Nasce di qui l’importanza di un approccio multidisciplinare, e quindi di una sinergia tra flebologo, posturologo e ortopedico. Un lavoro di squadra che si rivela essenziale sia per prevenire che per trattare condizioni miste di insufficienza venosa e di alterazioni posturali che possono accentuare problemi di vene varicose o di ulcere. Vale però la pena spiegare, almeno in linea di massima, cosa sono le vene varicose. Da manuale, per “varicosi” o “malattia varicosa” si intende una dilatazione patologica permanente di una vena associata ad una modificazione di tipo regressivo delle pareti venose. In parole semplici si ha una dilatazione che può essere localizzata, con almeno una zona di nodosità, o diffusa.
Quali sono i fattori di rischio delle vene varicose?
Anche se esiste una predisposizione genetica alla costituzione della debolezza delle pareti venose, sono molti i fattori di rischio che possono portare a questa patologia. Le più colpite sono le donne, ma anche gli uomini posso soffrirne, soprattutto se trascorrono ore seduti alla scrivania. Le vene, diversamente dalle arterie, non posseggono uno strato muscolare molto sviluppato, quindi la vena si dilata quando la parete tende a rilasciarsi, a causa di una quantità di sangue superiore alla norma, oppure per un suo rallentamento. Questo processo può essere contrastato dai muscoli che circondano la vena, ma se la loro spinta è insufficiente allora la dilatazione può divenire costante.
“Operare in sinergia è essenziale per prevenire e per trattare condizioni miste di insufficienza venosa e alterazioni posturali che possono accentuare problemi alle gambe”
Come prevenire l’insufficienza venosa:
Con un lavoro efficace si riesce anche a ridurre le recidive dell’insufficienza venosa e delle sue complicazioni. Anche se intervenire in maniera precoce aiuta ad ottenere il massimo del risultato, le tecniche moderne consentono di procedere senza troppi fastidi anche nei casi più gravi. Interventi di chirurgia mininvasiva in anestesia locale, conservativi (quindi senza asportare le safene dilatate e insufficienti), ecoguidati, ma anche laser, radiofrequenza, scleroterapia, permettono di intervenire sia nelle fasi precoci che nelle condizioni più avanzate, con risultati funzionali ed estetici eccellenti e senza dover ricorrere a lunghi periodi di convalescenza.
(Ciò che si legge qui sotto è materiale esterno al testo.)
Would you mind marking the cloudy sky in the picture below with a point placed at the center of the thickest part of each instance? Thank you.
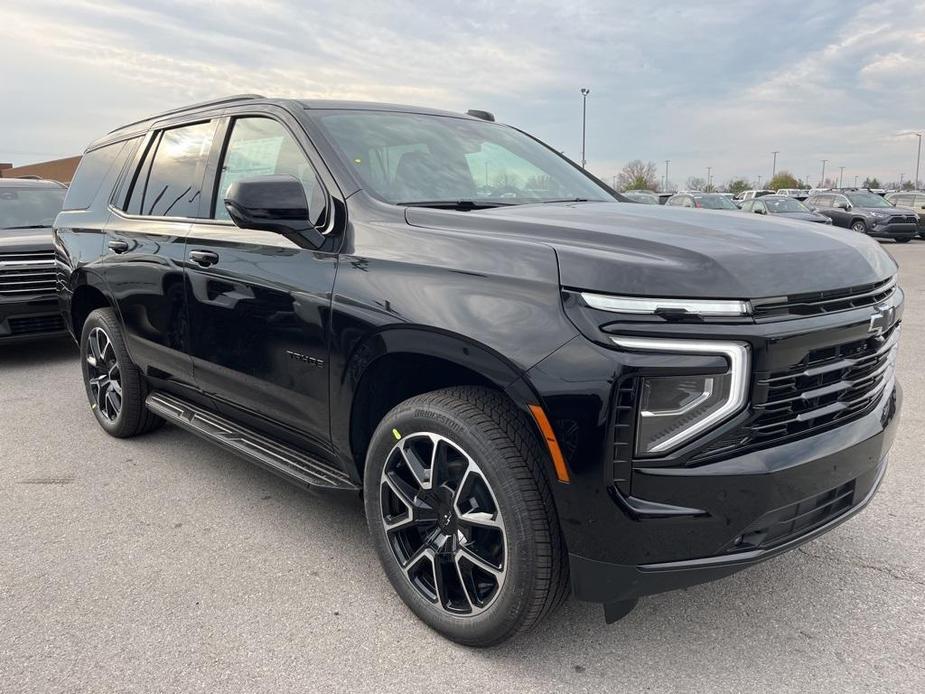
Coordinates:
(718, 84)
In altre parole, con una ripresa praticamente immediata. Un accurato studio ecocolordoppler è il metodo principale per dare inizio ad un programma di “remise en forme” delle proprie gambe senza trascurare, quindi, una valutazione posturale e baropodometrica. In questo contesto, un’attenzione particolare è rivolta oggi verso la terapia rigenerativa cellulare: piastrine (fattori di crescita) e lipofilling, anche in campo flebologico, aprono scenari molto promettenti sia per le ulcere che per gli inestetismi cutanei.
Infine, da non trascurare assolutamente il fattore peso, che agisce sia sul fronte della stasi veno-linfatica sia a livello delle articolazioni, contribuendo a ridurne la funzionalità delle vene danneggiandole precocemente. E visto che siamo vicini all’estate dedichiamo un po’ di attenzione alle nostre gambe con un programma di controllo alimentare, attività fisica e magari con l’assunzione di flavonoidi che possono contribuire a migliorare il tono veno-linfatico, favorendo anche il ritorno venoso, riducendo quei fastidi tipici del periodo primavera-estate come senso di peso, stanchezza delle gambe, prurito e gonfiore.